Un determinado porcentaje de
individuos logra rebasar esas edades, pocos alcanzan el siglo; cuando estos
últimos fallecen la causa se atribuye generalmente a la famosa “falla orgánica
múltiple” que termina en el paro cardiorespiratorio, es decir, la muerte por
vejez, cuando todos los órganos, aparatos y sistemas se niegan prácticamente a
seguir funcionando, porque ya llegaron al límite de su reloj biológico, de tal
manera que es posible que en cualquier momento, sin previa agonía ni aparente
sufrimiento, las personas emiten su último suspiro, quedando, a los ojos de sus
familiares, como si estuvieran dormidos.
Pero la razón de este
artículo finalmente es otra, la que tiene que ver con lo que implica el
impresionante crecimiento de la población en México y en cualquier otro país
con características demográficas semejantes, en cuanto a la relación
mortalidad-natalidad y sus efectos consiguientes.
Estas elucubraciones vinieron
a mi mente mientras recorría, de la Delegación Miguel Hidalgo, en el Distrito
Federal al municipio de Coacalco en el Estado de México, utilizando para ello
diversos medios de transporte urbano: el Metro, de la estación Bellas Artes a
Hidalgo, luego de ésta a la terminal en los Indios Verdes, un desvencijado
autobús hasta el municipio de Ecatepec de Morelos donde, acompañado de dos de
mis hermanas abordamos un taxi que tardó casi 45 minutos para llegar a nuestro
destino final, donde tuvo lugar un acto religioso y enseguida el social, con
motivo de la graduación de una nueva generación de Licenciados en
Administración por la Universidad del Valle de México.
Permítaseme decir que uno de
los graduados es uno de mis hermanos, Mauricio, del que nos sentimos orgullosos
toda la familia por haber concluido su segunda profesión, muy relacionada con
la primera.
Pues bien, durante el
mencionado trayecto, casi desde que salí del céntrico hotel donde me hospedé,
pude observar, en medio de un verdadero maremágnum de personas de todas las
edades y de ambos sexos, la gran cantidad de mujercitas cuyo embarazo ya es lo
bastante notorio como para no darse cuenta de su natural estado, mismas que
darán a luz en no más de dos meses, es decir en plena primavera.
Pero esa misma imagen, lo
mismo al atravesar la Alameda Central de la ciudad de México que en el interior
del popular transporte colectivo, después en los andenes y pasillos de su
estación terminal y posteriormente ¡en el mismo convivio de graduación!, la
podemos observar en cualquier ciudad de la República Mexicana, y eso que ya
descendieron de manera significativa la fecundidad y la natalidad, si las
comparamos con las tasas registradas para dichos indicadores demográficos de
hace apenas cuatro décadas.
En Por Salud Pública del pasado 21 de octubre, mencioné que la
población mundial está creciendo a un ritmo frenético, a razón de 55 millones
por año, es decir, ¡poco más de un millón por semana!

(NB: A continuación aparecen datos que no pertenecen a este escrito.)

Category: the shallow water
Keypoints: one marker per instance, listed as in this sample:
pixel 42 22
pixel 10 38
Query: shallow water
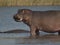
pixel 24 39
pixel 7 23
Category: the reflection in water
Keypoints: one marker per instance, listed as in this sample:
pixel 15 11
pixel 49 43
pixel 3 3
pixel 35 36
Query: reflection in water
pixel 25 39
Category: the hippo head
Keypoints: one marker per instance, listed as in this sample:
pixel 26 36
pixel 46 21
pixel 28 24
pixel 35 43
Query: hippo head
pixel 22 14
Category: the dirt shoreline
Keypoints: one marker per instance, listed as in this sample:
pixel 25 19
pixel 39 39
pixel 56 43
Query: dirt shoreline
pixel 16 31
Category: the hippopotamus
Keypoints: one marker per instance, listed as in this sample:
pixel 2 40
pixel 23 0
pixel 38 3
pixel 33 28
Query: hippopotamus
pixel 47 21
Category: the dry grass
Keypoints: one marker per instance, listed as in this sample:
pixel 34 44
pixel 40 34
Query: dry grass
pixel 28 2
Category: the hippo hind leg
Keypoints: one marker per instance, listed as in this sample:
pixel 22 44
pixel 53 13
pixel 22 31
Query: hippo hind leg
pixel 59 33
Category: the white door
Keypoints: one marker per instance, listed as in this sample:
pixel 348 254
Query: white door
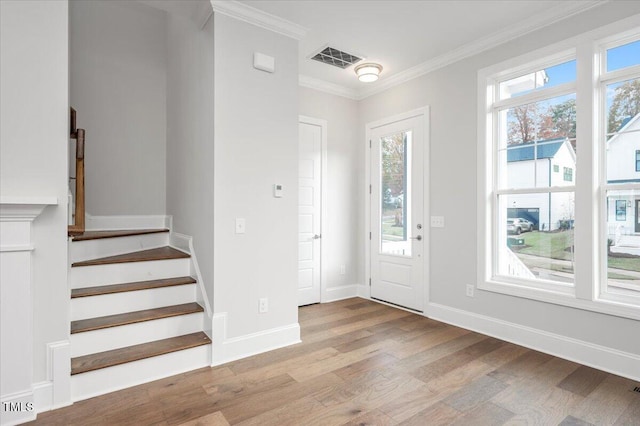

Esta cifra equivale a
“fundar” una nueva ciudad de esa magnitud cada ocho días. Pues bien, nuestro
país contribuye con su aportación de nuevas vidas al planeta en que vivimos. Los
nuevos mexicanos que nacen cada año, representan el enorme reto de ofrecerles
todos los servicios a que tienen derecho, como si se fundara en el país una
nueva ciudad de casi millón y medio de almas en ese lapso tan corto de tiempo.
Aún así nos preocupamos porque nuestros hijos se reproduzcan. Luego decimos,
como en el caso de mi hija y mi yerno que nos harán abuelos a su madre y a mí
en fecha próxima: ¡Bienvenida la nieta!